We Watch Theatre to Watch Ourselves

With the Tony Awards coming up this week, I am entirely on Team Fun Home. In my opinion, this musical has changed what is possible to stage on Broadway, and I cannot think of a better candidate for the title of “Best Musical.” I saw the musical both at the Public in January of 2014 and this past March when it was in previews on Broadway, paying far more for a theatre ticket than I ever had in my life – both times. I’ve read the articles and reviews, I’ve memorized the cast recording, I’ve cried in the audience, twice. This musical sticks with me like no other musical I have encountered in my life thus far, and it seems to have had a similar effect on many others.

Watch this video on YouTube.

This got me thinking­­––why was I so affected by this one piece of theatre? I’ve seen some beautiful, affective theatre before, and I’ve cried as I watched Broadway legends step onto a stage, yet I still cling particularly to Fun Home. It means more to me than a lot of the theatre I have been exposed to thus far. Why? Because I see myself in this story in a way I’ve never seen myself in theatre.

Figuring out I liked girls was something that defined a lot of my teenage years, but one of the biggest struggles I faced was understanding my identity as it related to my love of theatre. Much of theatre, especially musical theatre, is dominated by people who are attracted to men. As an actor, I have always played characters that sing about men, long for men, kiss men, and end up with men. Despite how kind Broadway has been to gay men (see Hedwig and the Angry Inch, Kinky Boots, and The Book of Mormon for some current shows that feature gay male characters), there are few queer female characters in the musical theatre canon. I was desperate for a character in musical theatre that I could identify with. Then came Fun Home. Sitting in the audience at The Public, watching Emily Skeggs as Middle Alison sing “Changing My Major” in her underwear, I knew I was seeing something I had never seen in a musical before. This was a character that was young and figuring herself out. She was awkward, she was inexperienced, and she was scared. In Medium Alison’s fear of herself, I saw my own fear and inexperience and joy and anxiety and desire.

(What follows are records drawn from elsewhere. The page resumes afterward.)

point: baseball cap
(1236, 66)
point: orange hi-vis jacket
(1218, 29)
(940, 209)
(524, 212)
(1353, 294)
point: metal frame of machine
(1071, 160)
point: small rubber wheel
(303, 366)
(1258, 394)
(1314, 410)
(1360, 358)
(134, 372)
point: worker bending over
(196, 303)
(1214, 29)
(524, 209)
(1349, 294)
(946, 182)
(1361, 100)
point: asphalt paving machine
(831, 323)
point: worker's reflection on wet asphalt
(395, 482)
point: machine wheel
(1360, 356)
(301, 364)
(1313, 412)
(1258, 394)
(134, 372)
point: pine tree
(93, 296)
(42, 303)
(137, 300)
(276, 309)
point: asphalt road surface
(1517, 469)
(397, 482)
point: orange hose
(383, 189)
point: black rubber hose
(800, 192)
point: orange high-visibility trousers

I once saw Pulitzer-Prize-winning playwright Paula Vogel speak at my university about the importance of theatre in our society. She discussed the challenges she’s faced and the joy she’s experienced, and she cheered on the theatre-makers in audience. And in the course of articulating what makes theatre vital, she said, “We watch theatre to watch ourselves.” Theatre is an art form that shows things. Characters exist in physical bodies and actors play out actions in real time, and all of this is done in front of an audience of people who may or may not be affected by what they are seeing. And people pay for tickets and drive to cities and sit in theatres and watch all of these things because they want to see themselves. People want to watch other people do the things that they are afraid of doing, or were sad to do, or dream of doing. They want to understand their own lives a little bit more by watching characters deal with theirs on a stage, in a theatre, in front of an audience. They watch theatre to watch themselves.

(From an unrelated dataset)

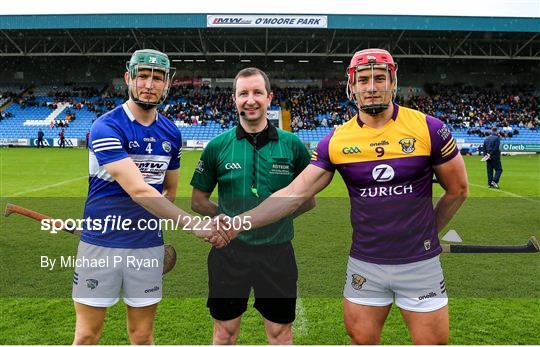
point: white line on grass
(47, 186)
(505, 192)
(300, 327)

When I saw Fun Home at The Circle in the Square, I was sitting next to two of my best friends from school, both of whom are also gay, and their reactions to the production are one of the things I remember most from that night. Being a group of college students, we all responded strongly to Middle Alison’s coming out experience, to watching her try to express her newfound queerness to her family, her girlfriend, and herself. Prompted by the line “I leapt out of the closet,” following “Changing My Major,” one friend of mine immediately plastered her hands over her face in embarrassment––she too had hastily “leapt out of the closet” during her first semester at college. My friends and I recognized our own struggles and fears and joys in the story of Alison figuring out who she is and how she relates to her family. This is why Fun Home is so important. In Fun Home, people are able to see themselves in a way that they never have on a Broadway stage.

I’ll be cheering on Fun Home this Sunday. What about you?